Very good video. I hope to see more. Just some questions did you manually create the arcade drive when you could use the differentialDrive class. Also in teleop periodic isint it best practice to instead define the variables once and then update them in perodic?
Hi, thanks for the feedback, this video aims to create a more intuitive code rather the most efficient one. I think it is good to have rookies think about what arcade drive is actually doing and not to just blindly use libraries.
You're not wrong, but they seem to be taking the approach of showing how things work to build understanding, rather than just giving beginning programmers black-box classes to work with. There are other approaches shown here that I would advise differently, but for a beginner video it is fine. Also, you should define variables at the scope they need to be used, usually. For ex, the startTime variable is defined at the class level because it needs to be used by 2 functions.
@@curtisrozeboom6112 While it is typical best practice to define the variable where it is used, it's different when running highly repetitive methods like teleop periodic. When periodic runs repeatedly at high speed, if you define a variable within the method it will create it every time, then have to garbage collect it every time which is expensive. For one variable in one method for a simple example code it's not a big deal, but get a bunch of stuff stored that way and you can end up with performance issues. In things like robot programming or game programing it's common practice to move variables in this type of code to a reusable location.
@@FloatingCoder Yep, you've stated my point a little better.
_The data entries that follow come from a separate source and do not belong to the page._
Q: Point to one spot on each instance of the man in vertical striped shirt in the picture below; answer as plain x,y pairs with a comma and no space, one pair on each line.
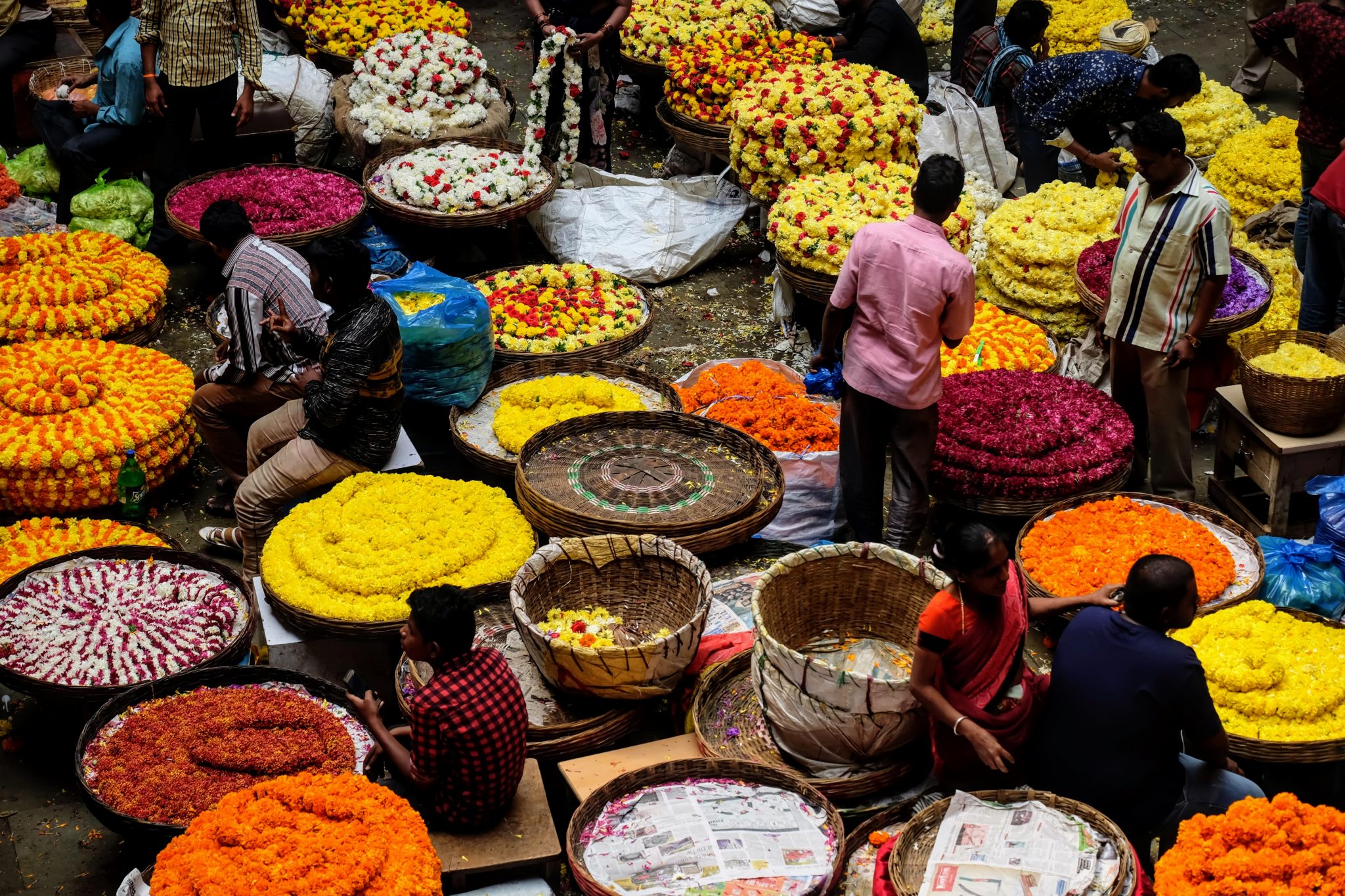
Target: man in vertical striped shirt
1168,278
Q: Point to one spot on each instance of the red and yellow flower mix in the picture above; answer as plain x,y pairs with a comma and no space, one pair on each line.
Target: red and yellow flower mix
77,285
313,834
69,412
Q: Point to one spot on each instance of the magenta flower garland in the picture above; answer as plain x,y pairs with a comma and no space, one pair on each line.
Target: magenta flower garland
1019,435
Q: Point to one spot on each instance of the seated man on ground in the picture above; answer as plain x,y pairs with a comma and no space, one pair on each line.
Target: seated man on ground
256,371
351,409
1130,727
468,723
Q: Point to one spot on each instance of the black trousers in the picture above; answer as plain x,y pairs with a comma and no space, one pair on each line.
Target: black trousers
174,159
81,155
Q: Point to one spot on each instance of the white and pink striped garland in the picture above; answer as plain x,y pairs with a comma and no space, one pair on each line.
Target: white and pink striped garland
118,622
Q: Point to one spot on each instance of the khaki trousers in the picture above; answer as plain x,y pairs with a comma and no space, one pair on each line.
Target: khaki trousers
282,465
1155,398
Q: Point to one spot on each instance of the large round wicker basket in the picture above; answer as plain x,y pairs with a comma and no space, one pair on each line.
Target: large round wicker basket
808,608
1292,405
299,238
1246,586
160,833
233,652
908,861
678,770
651,584
496,459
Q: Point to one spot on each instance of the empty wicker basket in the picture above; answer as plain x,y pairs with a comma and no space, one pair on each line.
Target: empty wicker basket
820,712
649,582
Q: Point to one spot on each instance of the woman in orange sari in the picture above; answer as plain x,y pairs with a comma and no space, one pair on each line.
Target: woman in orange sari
969,671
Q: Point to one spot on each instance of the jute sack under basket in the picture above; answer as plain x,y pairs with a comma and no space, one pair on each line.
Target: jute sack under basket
827,719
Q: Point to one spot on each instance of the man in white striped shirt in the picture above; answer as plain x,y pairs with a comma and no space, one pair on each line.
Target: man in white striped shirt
1168,278
256,372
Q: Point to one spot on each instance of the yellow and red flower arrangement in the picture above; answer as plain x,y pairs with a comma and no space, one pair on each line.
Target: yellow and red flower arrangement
1078,551
313,834
72,409
77,285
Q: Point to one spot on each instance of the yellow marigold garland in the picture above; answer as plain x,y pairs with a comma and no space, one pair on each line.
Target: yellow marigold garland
358,551
817,217
82,285
69,412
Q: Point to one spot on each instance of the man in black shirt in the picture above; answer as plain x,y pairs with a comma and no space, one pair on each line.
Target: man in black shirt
884,37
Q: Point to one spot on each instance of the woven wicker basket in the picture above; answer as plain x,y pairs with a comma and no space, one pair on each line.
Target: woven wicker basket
299,238
1193,511
1292,405
650,582
908,861
159,833
678,770
829,595
552,366
486,218
233,653
1095,304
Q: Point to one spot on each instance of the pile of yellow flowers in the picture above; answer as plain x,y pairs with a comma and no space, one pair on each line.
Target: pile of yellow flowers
358,551
1076,23
1215,114
1271,676
1297,359
1036,242
705,73
817,217
998,340
1258,168
531,406
654,27
813,119
350,27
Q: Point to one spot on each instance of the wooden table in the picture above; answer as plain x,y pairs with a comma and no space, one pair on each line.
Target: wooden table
1270,499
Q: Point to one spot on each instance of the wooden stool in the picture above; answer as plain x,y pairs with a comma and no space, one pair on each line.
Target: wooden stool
1269,500
525,839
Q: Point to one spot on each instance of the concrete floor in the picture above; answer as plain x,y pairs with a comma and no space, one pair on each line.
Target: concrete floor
49,842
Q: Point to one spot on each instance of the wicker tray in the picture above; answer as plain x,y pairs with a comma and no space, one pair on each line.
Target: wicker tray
1094,304
494,458
1237,593
300,238
730,725
692,133
1292,405
678,770
908,861
486,218
233,653
630,473
183,683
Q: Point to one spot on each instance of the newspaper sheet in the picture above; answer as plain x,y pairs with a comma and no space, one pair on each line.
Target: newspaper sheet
711,837
1023,849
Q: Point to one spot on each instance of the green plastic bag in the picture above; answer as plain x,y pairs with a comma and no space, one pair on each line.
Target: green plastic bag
35,172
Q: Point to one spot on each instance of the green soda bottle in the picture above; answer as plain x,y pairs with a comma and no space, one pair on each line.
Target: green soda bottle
131,488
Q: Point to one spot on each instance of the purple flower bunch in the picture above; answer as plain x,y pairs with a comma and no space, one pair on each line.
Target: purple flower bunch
277,200
1020,435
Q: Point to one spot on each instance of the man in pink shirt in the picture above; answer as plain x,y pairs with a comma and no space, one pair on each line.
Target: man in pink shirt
910,291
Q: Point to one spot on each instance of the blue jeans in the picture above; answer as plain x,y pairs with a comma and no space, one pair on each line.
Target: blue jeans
1324,272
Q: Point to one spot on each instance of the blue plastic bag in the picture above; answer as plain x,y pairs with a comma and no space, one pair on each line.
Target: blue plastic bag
449,347
1302,576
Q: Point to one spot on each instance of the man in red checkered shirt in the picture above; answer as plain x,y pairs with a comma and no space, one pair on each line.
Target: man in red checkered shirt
468,723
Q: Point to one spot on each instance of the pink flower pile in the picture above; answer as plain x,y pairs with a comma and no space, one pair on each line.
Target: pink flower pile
277,200
1017,435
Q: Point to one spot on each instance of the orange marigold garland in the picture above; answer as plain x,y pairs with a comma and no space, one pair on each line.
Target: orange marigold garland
313,834
70,410
1080,550
1281,847
77,285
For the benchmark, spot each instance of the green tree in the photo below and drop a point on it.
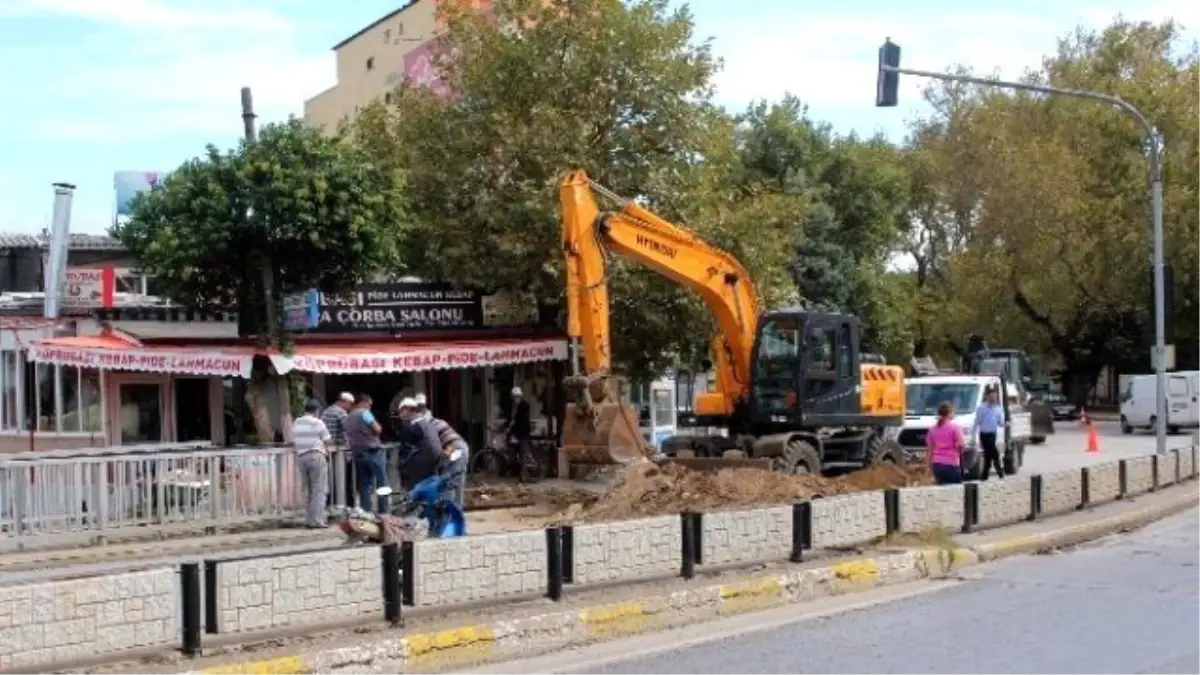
(619, 89)
(1043, 199)
(843, 201)
(292, 211)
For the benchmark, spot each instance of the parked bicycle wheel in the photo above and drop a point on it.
(532, 470)
(486, 463)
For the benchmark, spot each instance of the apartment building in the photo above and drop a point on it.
(375, 60)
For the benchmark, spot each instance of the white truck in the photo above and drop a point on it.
(965, 393)
(1138, 408)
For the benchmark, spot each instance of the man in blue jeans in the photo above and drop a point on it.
(370, 459)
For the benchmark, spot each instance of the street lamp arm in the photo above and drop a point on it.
(1116, 101)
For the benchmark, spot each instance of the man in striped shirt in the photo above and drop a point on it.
(334, 418)
(312, 442)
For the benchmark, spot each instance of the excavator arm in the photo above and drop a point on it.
(599, 429)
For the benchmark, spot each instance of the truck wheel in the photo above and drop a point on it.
(799, 458)
(883, 452)
(1013, 460)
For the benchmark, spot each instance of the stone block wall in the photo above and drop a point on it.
(628, 549)
(55, 621)
(311, 587)
(479, 568)
(1165, 469)
(1061, 491)
(924, 508)
(754, 535)
(1103, 482)
(1139, 475)
(1005, 502)
(847, 520)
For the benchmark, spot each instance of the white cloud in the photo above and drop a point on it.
(161, 69)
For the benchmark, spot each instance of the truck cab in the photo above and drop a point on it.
(966, 394)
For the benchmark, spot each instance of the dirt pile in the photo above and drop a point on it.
(649, 490)
(485, 496)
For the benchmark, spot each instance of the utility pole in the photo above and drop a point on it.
(58, 246)
(887, 96)
(245, 321)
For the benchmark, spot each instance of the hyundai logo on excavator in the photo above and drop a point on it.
(657, 246)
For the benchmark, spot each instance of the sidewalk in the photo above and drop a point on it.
(435, 639)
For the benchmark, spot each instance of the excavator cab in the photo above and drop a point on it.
(808, 371)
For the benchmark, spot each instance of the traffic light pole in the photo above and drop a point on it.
(1155, 151)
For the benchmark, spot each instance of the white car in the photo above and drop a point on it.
(965, 393)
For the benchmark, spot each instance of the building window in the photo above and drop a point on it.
(46, 396)
(10, 388)
(51, 398)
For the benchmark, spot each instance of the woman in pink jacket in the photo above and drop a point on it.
(943, 444)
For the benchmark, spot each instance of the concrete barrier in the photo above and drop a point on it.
(1104, 482)
(262, 592)
(55, 621)
(60, 621)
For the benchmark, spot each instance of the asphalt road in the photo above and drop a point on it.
(1066, 448)
(1121, 607)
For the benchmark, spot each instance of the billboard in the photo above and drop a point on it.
(129, 183)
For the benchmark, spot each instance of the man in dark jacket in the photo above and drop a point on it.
(519, 428)
(439, 447)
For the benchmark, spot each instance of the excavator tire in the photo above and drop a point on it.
(883, 452)
(798, 458)
(606, 435)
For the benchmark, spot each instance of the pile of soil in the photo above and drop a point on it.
(648, 489)
(511, 495)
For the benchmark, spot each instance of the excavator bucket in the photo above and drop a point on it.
(603, 434)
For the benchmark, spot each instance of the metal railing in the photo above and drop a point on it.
(70, 497)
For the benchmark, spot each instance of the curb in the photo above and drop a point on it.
(466, 645)
(1073, 535)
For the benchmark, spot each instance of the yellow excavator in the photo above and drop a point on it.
(791, 387)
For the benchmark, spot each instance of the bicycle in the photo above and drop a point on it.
(501, 458)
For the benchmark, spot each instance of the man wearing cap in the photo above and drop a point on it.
(370, 459)
(520, 428)
(312, 442)
(442, 444)
(335, 420)
(423, 406)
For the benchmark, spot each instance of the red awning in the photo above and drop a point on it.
(399, 357)
(117, 351)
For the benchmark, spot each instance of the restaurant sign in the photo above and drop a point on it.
(407, 306)
(149, 359)
(429, 357)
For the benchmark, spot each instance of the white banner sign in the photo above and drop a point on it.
(149, 359)
(426, 358)
(85, 288)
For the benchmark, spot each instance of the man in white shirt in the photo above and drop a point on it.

Upon re-reading this, I see I got the point about 'usually' defining variables at scope mixed up in a way that implies it wouldn't be better here to make them class variables.
Why did you stop working on this series after PID? You said you would talk about Pure Pursuit, which seems interesting, and also position tracking goes along with it.
Thank you for the tutorial! I don't have the hardware with me rn and I don't know if you will see this comment but am I right by saying that this can also directly be applied to the TimedRobot template? Also, the method for giving the motor controller the speed on my end is supposed to take in two parameters. For example: motorController.set(ControlMode.PercentOutput, 0.5); Any possibility that you could explain if this is important?
The motor controller you are using has multiple control modes, and by adding PercentOutput, you are telling it to simply apply a percentage instead of using PID, motion magic, etc. If you are interested in learning about them, check out our episode 3 and 4!